Further, a pro se litigant should generally be offered an opportunity to amend his or her complaint before it is dismissed. See Brewster v. Dretke, 587 F.3d 764, 767-68 (5th Cir. 2009) (per curiam) (citing Bazrowx v. Scott, 136 F.3d 1053, 1054 (5th Cir. 1998) (per curiam)). “Granting leave to amend is not required, however, if the plaintiff has already pleaded his ‘best case.'” Brewster, 587 F.3d at 768 (quoting Bazrowx, 136 F.3d at 1054). The Court can deny leave to amend where such an amendment would be futile. See Clements v. Bank, No. 6:20-CV-00821, 2021 WL 4483829, at *3 (W.D. La. Sept. 29, 2021) (“Since [Plaintiff] has previously been granted leave to amend his complaint to cure these defects, the Court concludes that any further attempt to an amendment would be futile.”)
In the present case, Plaintiff has already been given the opportunity to file two Amended Complaints. (See docs. 8, 27.) Accordingly, the Court finds and concludes that the granting of any additional leave for Plaintiff to amend her claims would be futile.
RECOMMENDATION
For the reasons set out above, the Court RECOMMENDS that (1) Royal American's Motion to Dismiss for Plaintiff's Failure to State a Claim [doc. 32] be PARTIALLY GRANTED and PARTIALLY DENIED and (2) Edmunds' Motion to Dismiss [doc. 33] be GRANTED. Moreover, the Court RECOMMENDS that all claims against Defendant Johnson should also be DISMISSED for the reasons stated herein.

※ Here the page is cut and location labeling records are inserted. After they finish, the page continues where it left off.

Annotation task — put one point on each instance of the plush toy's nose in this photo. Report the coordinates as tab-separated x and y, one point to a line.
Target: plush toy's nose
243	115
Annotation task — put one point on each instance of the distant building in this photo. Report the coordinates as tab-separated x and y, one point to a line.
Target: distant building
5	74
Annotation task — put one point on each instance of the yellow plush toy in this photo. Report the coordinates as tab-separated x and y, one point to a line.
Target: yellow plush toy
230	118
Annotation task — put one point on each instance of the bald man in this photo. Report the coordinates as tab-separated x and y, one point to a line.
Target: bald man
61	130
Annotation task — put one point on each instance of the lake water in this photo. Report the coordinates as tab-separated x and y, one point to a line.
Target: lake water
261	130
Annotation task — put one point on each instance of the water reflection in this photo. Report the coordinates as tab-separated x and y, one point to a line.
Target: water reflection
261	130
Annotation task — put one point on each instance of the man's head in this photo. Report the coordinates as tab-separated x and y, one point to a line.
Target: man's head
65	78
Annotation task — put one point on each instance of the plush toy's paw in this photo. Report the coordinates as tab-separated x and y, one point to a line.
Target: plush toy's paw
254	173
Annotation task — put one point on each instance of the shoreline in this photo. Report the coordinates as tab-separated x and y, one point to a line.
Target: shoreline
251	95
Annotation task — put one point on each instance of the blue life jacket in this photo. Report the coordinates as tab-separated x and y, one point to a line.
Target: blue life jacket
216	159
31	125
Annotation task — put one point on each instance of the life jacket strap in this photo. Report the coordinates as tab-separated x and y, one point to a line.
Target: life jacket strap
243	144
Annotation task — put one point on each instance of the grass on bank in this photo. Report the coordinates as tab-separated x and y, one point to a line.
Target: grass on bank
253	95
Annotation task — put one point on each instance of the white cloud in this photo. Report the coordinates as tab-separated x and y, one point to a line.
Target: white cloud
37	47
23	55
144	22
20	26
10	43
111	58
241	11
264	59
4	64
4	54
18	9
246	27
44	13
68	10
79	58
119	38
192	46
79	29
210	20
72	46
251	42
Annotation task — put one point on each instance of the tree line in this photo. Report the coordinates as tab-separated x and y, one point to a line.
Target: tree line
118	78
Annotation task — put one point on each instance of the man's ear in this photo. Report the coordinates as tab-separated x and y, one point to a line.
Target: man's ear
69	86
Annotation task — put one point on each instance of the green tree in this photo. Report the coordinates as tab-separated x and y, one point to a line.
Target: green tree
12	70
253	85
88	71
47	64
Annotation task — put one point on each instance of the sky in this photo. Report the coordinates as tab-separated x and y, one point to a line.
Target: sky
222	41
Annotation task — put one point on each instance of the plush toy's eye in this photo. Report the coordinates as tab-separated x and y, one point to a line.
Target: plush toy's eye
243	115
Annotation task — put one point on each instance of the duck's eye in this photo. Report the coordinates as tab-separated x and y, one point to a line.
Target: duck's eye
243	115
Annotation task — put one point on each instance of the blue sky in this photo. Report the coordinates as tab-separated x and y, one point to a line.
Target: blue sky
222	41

NOTICE OF RIGHT TO OBJECT TO PROPOSED FINDINGS, CONCLUSIONS AND RECOMMENDATION AND CONSEQUENCES OF FAILURE TO OBJECT
Under 28 U.S.C. § 636(b)(1), each party to this action has the right to serve and file specific written objections in the United States District Court to the United States Magistrate Judge's proposed findings, conclusions, and recommendation within fourteen (14) days after the party has been served with a copy of this document. The United States District Judge need only make a de novo determination of those portions of the United States Magistrate Judge's proposed findings, conclusions, and recommendation to which specific objection is timely made. See 28 U.S.C. § 636(b)(1). Failure to file, by the date stated above, a specific written objection to a proposed factual finding or legal conclusion will bar a party, except upon grounds of plain error or manifest injustice, from attacking on appeal any such proposed factual findings and legal conclusions accepted by the United States District Judge. See Douglass v. United Servs. Auto Ass'n, 79 F.3d 1415, 1428-29 (5th Cir. 1996), modified by statute on other grounds, 28 U.S.C. § 636(b)(1) (extending time to file objections to 14 days).
ORDER
Under 28 U.S.C. § 636, it is hereby ORDERED that each party is granted until May 29, 2024, to serve and file written objections to the United States Magistrate Judge's proposed findings, conclusions, and recommendation. It is further ORDERED that if objections are filed, and the opposing party chooses to file a response, the response shall be filed within seven (7) days of the filing date of the objections.
It is further ORDERED that the above-styled and numbered action, previously referred to the United States Magistrate Judge for findings, conclusion, and recommendation, be and hereby is returned to the docket of the United States District Judge.